The proposed 2014-15 spending plan is $113.8 million, which is an increase of $2.91 million or 2.62 percent over the 2013-14 budget. The increase will be offset by revenues and under this plan the mill rate would be 44.68 mills or 0.12 mills less than the 2013-14 rate.
For most who spoke before the Joint Boards of Finance and Mayor and Burgesses the spending cut wasn’t enough.
Resident David O’Connor said the total reduction proposed in the general administration section of the budget is $26,599 from the $2.9 million allocated.
“[That’s] less than one-tenth of a percent. It’s cosmetic,” O’Connor said.
O’Connor said the citizens would like the borough to find ways to make larger cuts.
Former Board of Finance member Matthew Katra, who spearheaded the first petition effort to force the referendum, said he wasn’t pleased with the fact that most of the money that had been removed from the budget was only being deferred to later years.
“There were some changes made, but most of them were only to delay expenses. Of the $1.4 million removed from the budget, only about $400,000 was truly removed. The rest was only deferred to later years,” Katra said.
Katra said the mill rate reduction was due to the use of one-time revenue, such as $800,000 from the borough’s fund balance.
Resident Kevin Kuzma said the problems the borough has with the budget have been long-standing issues and have hurt morale in the community.
“There’s a generalized low morale in town. Young families like my own, my friends’, and groups of people I socialize with, generally speaking, would leave if we could. If the values of our homes were adequate and we had an opportunity to move we would quite frankly. It’s sad in a way, but it’s true,” Kuzma said.
Kuzma said the issue isn’t just what is in the budget, but what the budget doesn’t address as well.
“There are a lot of little things that add up to the poor morale.

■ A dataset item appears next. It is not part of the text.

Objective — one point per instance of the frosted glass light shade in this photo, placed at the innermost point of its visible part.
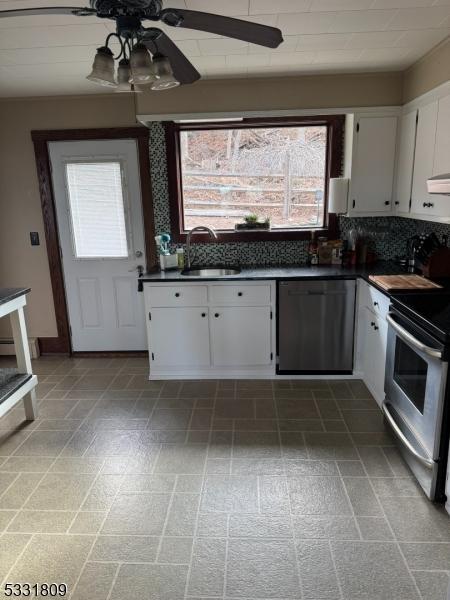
(165, 78)
(338, 195)
(141, 66)
(103, 68)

Sometimes it’s just driving through town and the way the town looks, with overgrown weeds, bumpy roads, litter. They seem like little things, but they kind of add up and have a cumulative effect on the morale and psyche on the residents of the town,” Kuzma said.
Kuzma said he is not against paying taxes, but wants to know that he’s getting his money’s worth.

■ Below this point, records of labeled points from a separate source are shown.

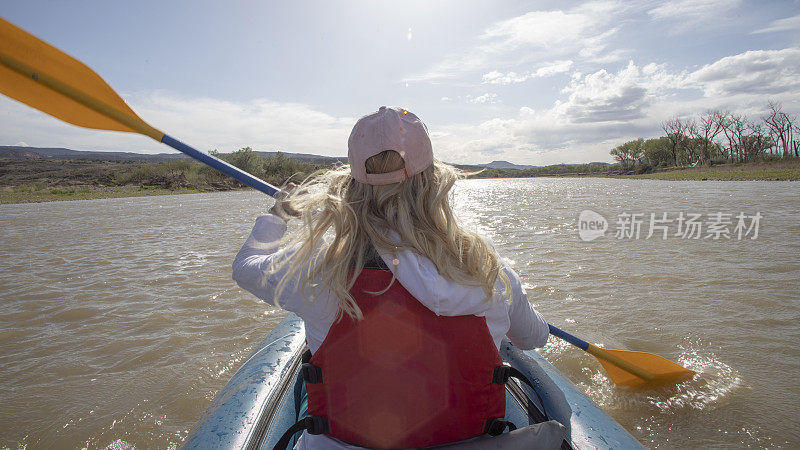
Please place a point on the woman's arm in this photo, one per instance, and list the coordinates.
(528, 328)
(252, 267)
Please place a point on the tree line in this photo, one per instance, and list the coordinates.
(715, 137)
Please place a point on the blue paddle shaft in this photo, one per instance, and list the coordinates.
(577, 342)
(222, 166)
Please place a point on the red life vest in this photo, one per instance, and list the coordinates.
(404, 377)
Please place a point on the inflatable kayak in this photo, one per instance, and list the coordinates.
(262, 399)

“I don’t mind paying taxes. You pay taxes in everywhere you live. Some are higher. Some are lower. Some you get one thing and some you get another. There’s just a general feeling among me and my peers that we don’t get what we pay for,” Kuzma said.
Resident Dilza Hawkins said she is on a limited salary and would find it difficult to pay for another tax increase on top of all her other bills. She questioned why town employees are getting raises, while many residents had not received a raise at their jobs.
“We are grateful we still have a job,” Hawkins said.
Former Board of Finance member Don Carten stood alone on Monday in voicing his concerns of cutting the budget any further.
Carten said numerous cuts have been made to services around town. He feared it would have a negative impact on his property value if any more services were cut.
Carten said for many people their home is their biggest investment. If there aren’t any services to attract potential buyers to the borough, he said, it will be difficult for people to receive a good return on those investments.
The joint boards will meet again on Aug. 12 for the final adoption of the budget. Another referendum can be forced if residents petition to do so.
On Monday Katra was collecting signatures. He said he wasn’t sure if he was going to try and force a second referendum yet. It will depend on what additional cuts the joint boards make to the budget, he said.